The report comes after many bond ETFs traded at all-time high discounts as liquidity vanished in many parts of the credit market.
However, the US giant was keen to shift the spotlight away from ETFs and onto inherent flaws in the fixed income market.
“Investors have come to trust the NAV as an accurate benchmark of value for their mutual fund and ETF portfolios,” the report said. “Looking under the hood to examine how NAVs were calculated during this period has brought to light eye opening issues.”
This, the note said, is particularly prevalent in the bond market where the trades take place over-the-counter (OTC).
This is because there is not one official price to use for bonds when valuing the NAV compared to equities which trade on exchange.

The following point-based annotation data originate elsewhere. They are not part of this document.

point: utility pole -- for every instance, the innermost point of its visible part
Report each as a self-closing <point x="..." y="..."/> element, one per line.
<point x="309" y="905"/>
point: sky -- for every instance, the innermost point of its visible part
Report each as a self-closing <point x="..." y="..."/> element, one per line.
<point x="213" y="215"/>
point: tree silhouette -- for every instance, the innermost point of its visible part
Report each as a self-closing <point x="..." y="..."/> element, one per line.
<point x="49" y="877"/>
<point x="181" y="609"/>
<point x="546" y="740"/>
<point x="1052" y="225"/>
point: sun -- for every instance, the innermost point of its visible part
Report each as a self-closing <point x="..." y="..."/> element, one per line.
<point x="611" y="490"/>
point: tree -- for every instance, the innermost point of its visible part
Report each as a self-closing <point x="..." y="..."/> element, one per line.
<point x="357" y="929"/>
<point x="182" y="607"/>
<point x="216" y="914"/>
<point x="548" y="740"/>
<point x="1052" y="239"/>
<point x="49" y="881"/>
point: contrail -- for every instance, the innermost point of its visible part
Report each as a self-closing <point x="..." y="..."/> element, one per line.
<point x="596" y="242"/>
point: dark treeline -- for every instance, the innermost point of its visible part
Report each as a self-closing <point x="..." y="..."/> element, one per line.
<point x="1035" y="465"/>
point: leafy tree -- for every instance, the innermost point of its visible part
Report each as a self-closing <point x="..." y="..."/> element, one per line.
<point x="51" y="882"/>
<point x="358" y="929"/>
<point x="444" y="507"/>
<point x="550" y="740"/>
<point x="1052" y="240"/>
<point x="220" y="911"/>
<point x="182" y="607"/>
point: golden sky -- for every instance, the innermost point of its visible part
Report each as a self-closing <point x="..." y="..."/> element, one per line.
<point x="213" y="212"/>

“It is foolish to blindly trust the NAV of an ETF or mutual funds that includes OTC traded securities,” it continued. “We hope this analysis creates a call to action for changes to fixed income market structure and opens doors for new pricing agents with more robust analytics to better handle these situations.”
Similar findings have also been made by the Bank for International Settlements (BIS) and the Bank of England (BoE0 which said ETF prices provided information about future changes in the underlying assets.
When ETFs were trading at wide discounts, the BoE said this showed NAVs were not factoring in the latest price information compared to an ETF which was trading intraday on exchange.
Furthermore, an ETF Stream survey of 50 fund buyers across Europe found 80% of respondents had either increased their appetite for bond ETFs or had not changed their view following the all-time high discounts.
Invesco said it is not entirely fair to place all of the blame on third party calculation agents as they are tasked with trying to value a bond with no traded price to reference.
However, the firm added it did highlight the need for enhancements to fixed income market structure as well as improvements in NAV calculation methodologies.
“More OTC markets should have central reporting of trades and prices, with this data then broadly being distributed to market participants with minimal delay.
“Additionally, there should be more reliance placed on traded prices than stale or non-executable dealer quotes.”